The Board of Trustees recently approved a 10-year Sustainability Plan that will help Wellesley further reduce its environmental footprint and ensure a greener future for generations of students.

"This is exciting news for every member of our extended community," said Jay Turner, associate professor of environmental studies and chair of the Advisory Committee on Environmental Sustainability, which began developing the plan in 2014. "We have embraced a set of ambitious, but achievable, goals for advancing sustainability at Wellesley."

Those goals include reducing greenhouse gas emissions 37 percent by 2026 and 44 percent by 2036 (from a 2010 baseline) and further reducing potable water consumption by 20 percent between 2016 and 2026.

"We have also reaffirmed our commitment to integrating sustainability into our campus renewal program, which means we are going to build and renovate differently than we did a generation ago," Turner said. Every building project must achieve a LEED (Leadership in Energy and Environmental Design) rating of gold or better.

The plan also calls for installing electricity, steam, and water meters in 80 percent of campus buildings over the next five years. That will make the College's use of those resources visible, and will make it easier to analyze usage for purposes of both academic research and college planning.

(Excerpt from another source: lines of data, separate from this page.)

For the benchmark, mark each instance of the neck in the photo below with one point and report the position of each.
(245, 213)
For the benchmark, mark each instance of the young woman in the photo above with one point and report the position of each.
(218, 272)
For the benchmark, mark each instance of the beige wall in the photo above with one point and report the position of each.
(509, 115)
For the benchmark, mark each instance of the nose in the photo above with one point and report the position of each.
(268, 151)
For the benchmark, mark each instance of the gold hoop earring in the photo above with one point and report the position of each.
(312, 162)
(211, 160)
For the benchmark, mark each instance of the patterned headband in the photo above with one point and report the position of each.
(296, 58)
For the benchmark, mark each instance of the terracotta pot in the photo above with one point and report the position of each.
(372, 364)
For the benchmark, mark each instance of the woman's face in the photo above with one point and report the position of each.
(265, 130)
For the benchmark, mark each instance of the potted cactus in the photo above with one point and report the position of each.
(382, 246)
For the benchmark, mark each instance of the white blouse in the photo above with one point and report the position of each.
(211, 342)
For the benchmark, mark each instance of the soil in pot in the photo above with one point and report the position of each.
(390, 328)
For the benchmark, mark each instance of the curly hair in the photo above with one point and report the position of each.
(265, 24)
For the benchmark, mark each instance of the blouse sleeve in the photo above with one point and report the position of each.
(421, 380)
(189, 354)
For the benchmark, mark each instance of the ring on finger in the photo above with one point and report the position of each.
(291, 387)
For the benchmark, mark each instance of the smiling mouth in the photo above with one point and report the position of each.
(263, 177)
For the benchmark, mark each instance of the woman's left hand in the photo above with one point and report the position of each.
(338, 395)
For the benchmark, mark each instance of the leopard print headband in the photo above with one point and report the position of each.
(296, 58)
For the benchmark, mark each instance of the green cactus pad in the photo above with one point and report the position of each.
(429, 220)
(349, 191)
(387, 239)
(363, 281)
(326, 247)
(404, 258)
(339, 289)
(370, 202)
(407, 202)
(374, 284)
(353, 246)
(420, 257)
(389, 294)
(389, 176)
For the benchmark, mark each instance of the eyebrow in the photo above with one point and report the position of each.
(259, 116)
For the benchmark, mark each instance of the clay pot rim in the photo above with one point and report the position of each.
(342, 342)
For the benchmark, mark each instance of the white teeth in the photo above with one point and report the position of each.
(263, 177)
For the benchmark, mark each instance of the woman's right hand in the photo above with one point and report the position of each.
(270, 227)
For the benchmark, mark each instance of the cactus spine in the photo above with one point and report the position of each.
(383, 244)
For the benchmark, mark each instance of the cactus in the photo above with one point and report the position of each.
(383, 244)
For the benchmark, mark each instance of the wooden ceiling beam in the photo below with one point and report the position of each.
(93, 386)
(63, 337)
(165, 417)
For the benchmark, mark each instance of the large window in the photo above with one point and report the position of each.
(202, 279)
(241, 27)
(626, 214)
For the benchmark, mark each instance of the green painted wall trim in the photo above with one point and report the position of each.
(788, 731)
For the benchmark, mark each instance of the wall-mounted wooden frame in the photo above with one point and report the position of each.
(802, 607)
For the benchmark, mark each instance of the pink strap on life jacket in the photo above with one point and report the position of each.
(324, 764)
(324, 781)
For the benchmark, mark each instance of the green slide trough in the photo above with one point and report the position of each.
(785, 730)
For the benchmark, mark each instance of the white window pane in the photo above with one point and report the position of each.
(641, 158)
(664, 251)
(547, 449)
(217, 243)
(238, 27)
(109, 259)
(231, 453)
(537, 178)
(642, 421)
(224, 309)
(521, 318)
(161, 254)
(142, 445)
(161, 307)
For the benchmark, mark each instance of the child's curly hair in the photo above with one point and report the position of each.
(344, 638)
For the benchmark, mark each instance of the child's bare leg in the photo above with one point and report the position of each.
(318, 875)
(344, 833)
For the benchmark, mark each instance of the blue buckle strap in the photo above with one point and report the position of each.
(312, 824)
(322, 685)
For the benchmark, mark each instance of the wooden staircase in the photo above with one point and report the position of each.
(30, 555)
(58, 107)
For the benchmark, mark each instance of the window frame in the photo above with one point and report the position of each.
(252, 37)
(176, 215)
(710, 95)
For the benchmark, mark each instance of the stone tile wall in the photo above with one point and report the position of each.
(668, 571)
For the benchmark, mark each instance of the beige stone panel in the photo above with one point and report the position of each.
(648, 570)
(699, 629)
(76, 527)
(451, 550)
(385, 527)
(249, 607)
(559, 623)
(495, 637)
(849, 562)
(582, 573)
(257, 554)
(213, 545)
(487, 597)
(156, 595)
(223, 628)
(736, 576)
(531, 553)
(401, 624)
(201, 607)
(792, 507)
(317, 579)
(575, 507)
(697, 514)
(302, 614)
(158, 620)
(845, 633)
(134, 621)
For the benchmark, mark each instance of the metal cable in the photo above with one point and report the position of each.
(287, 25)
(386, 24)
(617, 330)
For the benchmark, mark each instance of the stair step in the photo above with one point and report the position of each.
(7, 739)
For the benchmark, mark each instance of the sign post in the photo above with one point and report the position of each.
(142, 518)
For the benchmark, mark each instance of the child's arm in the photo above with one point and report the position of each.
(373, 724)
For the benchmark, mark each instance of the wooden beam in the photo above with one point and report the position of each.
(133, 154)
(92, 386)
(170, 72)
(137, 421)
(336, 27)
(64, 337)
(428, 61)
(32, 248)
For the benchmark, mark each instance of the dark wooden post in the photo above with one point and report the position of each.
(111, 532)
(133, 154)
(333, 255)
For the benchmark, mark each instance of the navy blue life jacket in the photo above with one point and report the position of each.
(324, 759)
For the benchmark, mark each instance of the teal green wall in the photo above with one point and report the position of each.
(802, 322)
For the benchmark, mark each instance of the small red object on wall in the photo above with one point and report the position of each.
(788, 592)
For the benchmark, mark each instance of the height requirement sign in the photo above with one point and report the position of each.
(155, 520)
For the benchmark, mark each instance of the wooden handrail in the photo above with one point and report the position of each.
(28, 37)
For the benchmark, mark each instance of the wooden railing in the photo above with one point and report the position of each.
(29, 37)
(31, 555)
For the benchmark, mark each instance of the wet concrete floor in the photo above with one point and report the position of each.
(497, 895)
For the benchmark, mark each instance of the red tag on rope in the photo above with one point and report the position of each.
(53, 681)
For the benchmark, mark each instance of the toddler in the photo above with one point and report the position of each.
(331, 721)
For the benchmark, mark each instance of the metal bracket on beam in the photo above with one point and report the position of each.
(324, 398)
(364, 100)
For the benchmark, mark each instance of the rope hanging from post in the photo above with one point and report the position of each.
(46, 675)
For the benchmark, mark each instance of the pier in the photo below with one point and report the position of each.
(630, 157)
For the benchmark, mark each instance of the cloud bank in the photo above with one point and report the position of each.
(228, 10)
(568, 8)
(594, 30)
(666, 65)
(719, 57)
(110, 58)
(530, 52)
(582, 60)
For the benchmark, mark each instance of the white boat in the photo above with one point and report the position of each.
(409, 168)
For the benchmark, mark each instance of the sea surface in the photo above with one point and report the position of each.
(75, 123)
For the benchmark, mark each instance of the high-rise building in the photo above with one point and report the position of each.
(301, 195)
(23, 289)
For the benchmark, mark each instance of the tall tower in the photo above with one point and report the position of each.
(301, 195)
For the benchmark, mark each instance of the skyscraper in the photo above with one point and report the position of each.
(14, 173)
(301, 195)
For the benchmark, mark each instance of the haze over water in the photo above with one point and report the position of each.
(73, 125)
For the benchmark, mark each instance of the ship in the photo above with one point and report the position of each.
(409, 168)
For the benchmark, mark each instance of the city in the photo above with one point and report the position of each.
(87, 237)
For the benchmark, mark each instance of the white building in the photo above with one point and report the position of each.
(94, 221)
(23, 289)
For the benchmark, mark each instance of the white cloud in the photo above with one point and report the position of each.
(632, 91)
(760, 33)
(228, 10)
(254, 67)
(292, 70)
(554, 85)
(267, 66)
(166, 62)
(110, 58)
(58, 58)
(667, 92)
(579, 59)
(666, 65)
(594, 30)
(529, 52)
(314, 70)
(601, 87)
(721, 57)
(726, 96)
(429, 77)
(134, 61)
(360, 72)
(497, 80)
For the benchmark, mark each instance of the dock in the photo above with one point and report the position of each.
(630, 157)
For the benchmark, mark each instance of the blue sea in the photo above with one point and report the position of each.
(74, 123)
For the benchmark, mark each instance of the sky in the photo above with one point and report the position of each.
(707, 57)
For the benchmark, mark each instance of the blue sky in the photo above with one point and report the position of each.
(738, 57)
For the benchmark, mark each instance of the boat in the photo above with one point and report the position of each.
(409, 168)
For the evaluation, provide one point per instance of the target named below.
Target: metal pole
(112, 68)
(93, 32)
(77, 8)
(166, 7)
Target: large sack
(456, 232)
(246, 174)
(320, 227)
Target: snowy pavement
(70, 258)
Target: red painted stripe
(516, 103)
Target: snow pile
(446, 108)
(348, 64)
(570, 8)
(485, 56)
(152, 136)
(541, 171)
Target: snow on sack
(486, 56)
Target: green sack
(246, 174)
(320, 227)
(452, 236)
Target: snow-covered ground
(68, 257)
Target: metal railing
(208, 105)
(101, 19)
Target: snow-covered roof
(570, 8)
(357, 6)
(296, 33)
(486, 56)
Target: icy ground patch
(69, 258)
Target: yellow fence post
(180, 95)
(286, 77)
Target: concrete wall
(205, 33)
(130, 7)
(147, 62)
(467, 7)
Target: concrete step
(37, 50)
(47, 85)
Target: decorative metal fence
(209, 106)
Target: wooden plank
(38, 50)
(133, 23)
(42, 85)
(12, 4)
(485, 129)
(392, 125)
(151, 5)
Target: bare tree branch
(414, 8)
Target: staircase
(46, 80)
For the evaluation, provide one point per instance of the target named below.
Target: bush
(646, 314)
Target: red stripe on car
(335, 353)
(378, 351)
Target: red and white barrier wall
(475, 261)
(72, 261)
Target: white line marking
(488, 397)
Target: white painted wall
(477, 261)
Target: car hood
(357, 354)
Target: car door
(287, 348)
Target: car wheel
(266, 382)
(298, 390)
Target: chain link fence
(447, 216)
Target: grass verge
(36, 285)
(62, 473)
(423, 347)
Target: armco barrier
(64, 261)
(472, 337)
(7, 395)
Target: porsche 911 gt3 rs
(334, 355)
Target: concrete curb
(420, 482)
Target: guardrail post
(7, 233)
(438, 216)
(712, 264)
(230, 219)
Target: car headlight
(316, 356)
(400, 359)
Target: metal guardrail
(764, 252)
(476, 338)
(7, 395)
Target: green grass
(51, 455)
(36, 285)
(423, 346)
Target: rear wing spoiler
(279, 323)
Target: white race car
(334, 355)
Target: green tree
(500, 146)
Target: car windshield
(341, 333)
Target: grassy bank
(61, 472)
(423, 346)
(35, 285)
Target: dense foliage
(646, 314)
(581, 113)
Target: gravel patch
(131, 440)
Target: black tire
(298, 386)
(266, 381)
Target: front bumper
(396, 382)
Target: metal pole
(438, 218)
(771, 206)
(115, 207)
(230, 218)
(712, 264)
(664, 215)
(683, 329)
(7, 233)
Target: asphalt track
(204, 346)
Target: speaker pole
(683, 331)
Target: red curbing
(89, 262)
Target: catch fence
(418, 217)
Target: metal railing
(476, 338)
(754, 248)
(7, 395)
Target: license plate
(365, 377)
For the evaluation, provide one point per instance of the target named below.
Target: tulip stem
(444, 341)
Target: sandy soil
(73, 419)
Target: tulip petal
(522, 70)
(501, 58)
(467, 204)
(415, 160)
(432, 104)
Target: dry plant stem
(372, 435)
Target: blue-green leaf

Additional goals include phasing out plastic bags at campus retail operations, making sure that 95 percent of the office paper purchased by the College will have at least 30 percent post-consumer-recycled content, and providing support for faculty who want to integrate the topic of sustainability into their courses.

"This plan will shape our campus and how we operate for decades to come," said Ben Hammond, vice president for finance and administration and treasurer, who has served on the sustainability committee since coming to Wellesley three years ago. "The collaborative process that led to this plan—involving faculty, administrative staff and union staff, the administration, and students—reflects our community's values and signals how we will implement the plan: together as a community."

That perspective will delight alumnae who know that the College’s longstanding commitment to sustainability has resulted in significant changes in the past few decades. The co-generation plant, which Wellesley built in 1994 to supply the campus with electricity, heating, and cooling, has allowed the College to emit 25 percent less greenhouse gas emissions than it would have using electricity purchased from a public utility. Potable water consumption has been reduced by 39 percent since 1999. Significant landscape projects have been implemented, and the College has introduced several green initiatives—including an annual move-out, move-in sale—that have been funded by the Class of 1957 Green Fund.

Individuals have also made important contributions to sustainability on campus. Wendy Judge Paulson '69, chairman emerita of the worldwide conservation organization Rare, recently gave the College a gift that will establish a five-year intensive effort to transform and reshape Wellesley's relationship with the campus landscape. The initiative aims to make the campus a "living laboratory" and to empower students to take their ecological foundations into the world when they leave Wellesley.

Catherine Piner '16, an English and economics major, made news on campus this spring when she spearheaded a textbook collection effort with Caitlin Bailey '16 and Clarissa Suparman '17. The three students partnered with special project interns in the Office of Sustainability, and with the students who run the composting program in the Lulu Chow Wang Campus Center, El Table, and elsewhere. Together, they collected dozens of textbooks that would otherwise have been discarded and used them to start a new textbook lending library, which will benefit both the environment and fellow Wellesley students.

The sustainability plan will encourage other student efforts via a proposed sustainability-themed year—currently slated for 2017-2018—that will foster dialogue on campus through lectures and events.

"What I love most about the sustainability plan is that it relies on the active participation of the Wellesley community, providing opportunities for students, faculty, and staff to think critically about their environmental impact," said Amanda Hernandez '18, an environmental studies major who has served on the sustainability committee for the past year. "By creating a sustainable campus, we will reduce our ecological footprint and create citizens who will graduate and continue to live a sustainable lifestyle outside of Wellesley."